The effective tax rate is the amount of tax an individual or firm pays when all other government tax offsets or payments are included, divided by the individual or firm's total income or taxable income.

The implicit tax rates are defined for each economic function. They are computed as the ratio of total tax revenues of the category (consumption, labour, and capital) to a proxy of the potential tax base defined using the production and income accounts of the national accounts.

The overall implicit tax rate on capital is computed as the ratio between revenue from all capital taxes, and all (in principle) potentially taxable capital and business income in the economy. It aims at representing the average tax burden falling on capital income.

(Source of the above definitions: European Commission, DG TAXUD — Cf. Structures of the taxation systems in the EU, 1995-2004).

Comparative tables for nominal and implicit rates on capital within the EU are included in Appendices 2 and 3. It is not possible to include an equivalent table for effective rates, given the differing methods of calculating them.

(12)  Source: European Commission, Structures of the taxation system in the European Union: 1995-2004, p. 83 (doc. TAXUD E4/2006/DOC/3201). Data on Bulgaria and Romania are not available to date.

(13)  For a more detailed methodological analysis and presentation of the data, cf. op. cit., pages 84-87.

(14)  With regard to Germany and Ireland, another indicator tends to confirm the aforementioned paradox. Taxes on capital represent 15 % of total taxation in Germany, whereas in Ireland the figure is 28 % (source: Structures of the taxation systems in the EU, 1995-2004, European Commission, Table C.3_T).

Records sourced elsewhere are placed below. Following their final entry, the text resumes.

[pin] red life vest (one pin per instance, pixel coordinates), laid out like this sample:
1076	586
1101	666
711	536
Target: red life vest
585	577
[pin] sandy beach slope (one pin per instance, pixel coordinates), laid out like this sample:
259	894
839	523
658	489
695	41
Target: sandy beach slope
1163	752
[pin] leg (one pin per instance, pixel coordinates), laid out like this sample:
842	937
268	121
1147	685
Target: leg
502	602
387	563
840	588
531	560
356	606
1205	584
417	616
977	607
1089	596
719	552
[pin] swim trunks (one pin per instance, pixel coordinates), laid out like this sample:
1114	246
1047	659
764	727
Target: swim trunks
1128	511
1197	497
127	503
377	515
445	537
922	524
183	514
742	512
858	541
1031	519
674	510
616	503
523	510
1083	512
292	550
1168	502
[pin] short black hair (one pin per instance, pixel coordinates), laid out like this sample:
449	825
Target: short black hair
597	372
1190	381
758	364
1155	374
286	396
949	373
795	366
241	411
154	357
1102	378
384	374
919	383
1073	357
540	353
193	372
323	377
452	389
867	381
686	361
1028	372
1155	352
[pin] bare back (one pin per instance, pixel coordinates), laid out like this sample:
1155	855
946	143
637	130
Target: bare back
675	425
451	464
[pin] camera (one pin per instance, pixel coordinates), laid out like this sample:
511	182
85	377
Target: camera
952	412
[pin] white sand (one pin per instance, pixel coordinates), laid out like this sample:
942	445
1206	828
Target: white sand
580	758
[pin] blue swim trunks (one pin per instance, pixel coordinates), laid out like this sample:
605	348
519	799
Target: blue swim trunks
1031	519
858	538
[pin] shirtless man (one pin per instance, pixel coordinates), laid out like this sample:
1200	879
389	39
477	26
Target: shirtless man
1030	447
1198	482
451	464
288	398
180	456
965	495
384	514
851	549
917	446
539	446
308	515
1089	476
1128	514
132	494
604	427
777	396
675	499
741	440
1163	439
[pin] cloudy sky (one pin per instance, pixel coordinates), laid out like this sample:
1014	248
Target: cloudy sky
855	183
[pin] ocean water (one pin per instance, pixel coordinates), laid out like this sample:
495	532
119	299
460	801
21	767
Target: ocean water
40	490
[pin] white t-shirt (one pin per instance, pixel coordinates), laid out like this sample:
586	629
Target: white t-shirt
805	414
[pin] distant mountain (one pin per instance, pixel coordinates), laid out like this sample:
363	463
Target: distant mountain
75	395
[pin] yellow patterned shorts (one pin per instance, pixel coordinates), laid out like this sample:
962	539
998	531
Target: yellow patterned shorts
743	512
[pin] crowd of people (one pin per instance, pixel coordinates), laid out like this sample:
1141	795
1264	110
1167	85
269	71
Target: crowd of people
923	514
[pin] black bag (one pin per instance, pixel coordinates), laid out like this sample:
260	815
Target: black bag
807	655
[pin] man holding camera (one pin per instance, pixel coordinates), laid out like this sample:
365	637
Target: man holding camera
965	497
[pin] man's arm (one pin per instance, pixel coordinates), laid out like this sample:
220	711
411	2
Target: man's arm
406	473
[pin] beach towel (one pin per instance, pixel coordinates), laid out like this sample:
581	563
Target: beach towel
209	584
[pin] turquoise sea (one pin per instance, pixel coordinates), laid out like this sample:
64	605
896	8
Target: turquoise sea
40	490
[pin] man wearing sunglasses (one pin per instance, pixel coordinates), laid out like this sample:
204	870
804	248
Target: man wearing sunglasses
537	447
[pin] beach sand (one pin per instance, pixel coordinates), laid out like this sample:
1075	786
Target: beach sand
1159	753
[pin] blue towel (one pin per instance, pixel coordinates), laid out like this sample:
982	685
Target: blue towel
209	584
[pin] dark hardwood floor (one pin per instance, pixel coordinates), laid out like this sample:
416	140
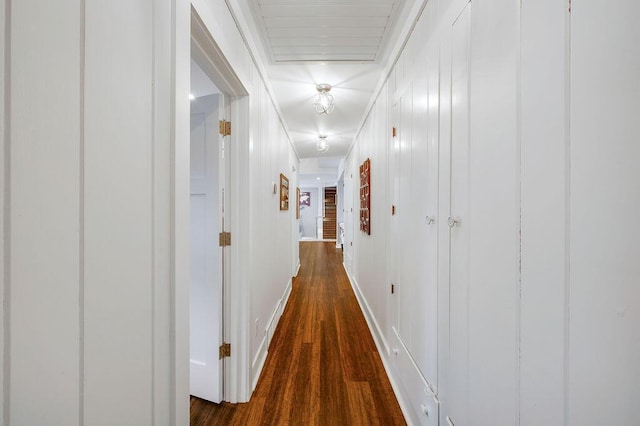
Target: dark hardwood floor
323	367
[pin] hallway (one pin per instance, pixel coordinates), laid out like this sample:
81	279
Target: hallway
323	367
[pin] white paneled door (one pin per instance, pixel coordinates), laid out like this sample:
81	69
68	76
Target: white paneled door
458	220
206	254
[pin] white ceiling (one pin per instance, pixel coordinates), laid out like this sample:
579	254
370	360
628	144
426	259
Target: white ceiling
324	30
201	84
345	43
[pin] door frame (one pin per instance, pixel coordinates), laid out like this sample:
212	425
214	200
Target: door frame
206	52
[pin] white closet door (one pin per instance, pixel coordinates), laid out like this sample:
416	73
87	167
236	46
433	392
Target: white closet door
206	255
458	220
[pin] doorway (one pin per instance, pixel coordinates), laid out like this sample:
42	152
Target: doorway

(15)  Within this opinion, it will not be possible to analyse such data for each Member State and provide detailed explanations, nor to tally these statistical indicators with other data bases.

(16)  For certain measures, a deadline as late as 2016 has been agreed.

(17)  See definition provided in footnote 2.

(18)  Opinion on the Communication from the Commission concerning the need to develop a co-ordinated strategy to improve the fight against fiscal fraud. (ECO/187 — OJ C 161, 13.7.2007, p. 8).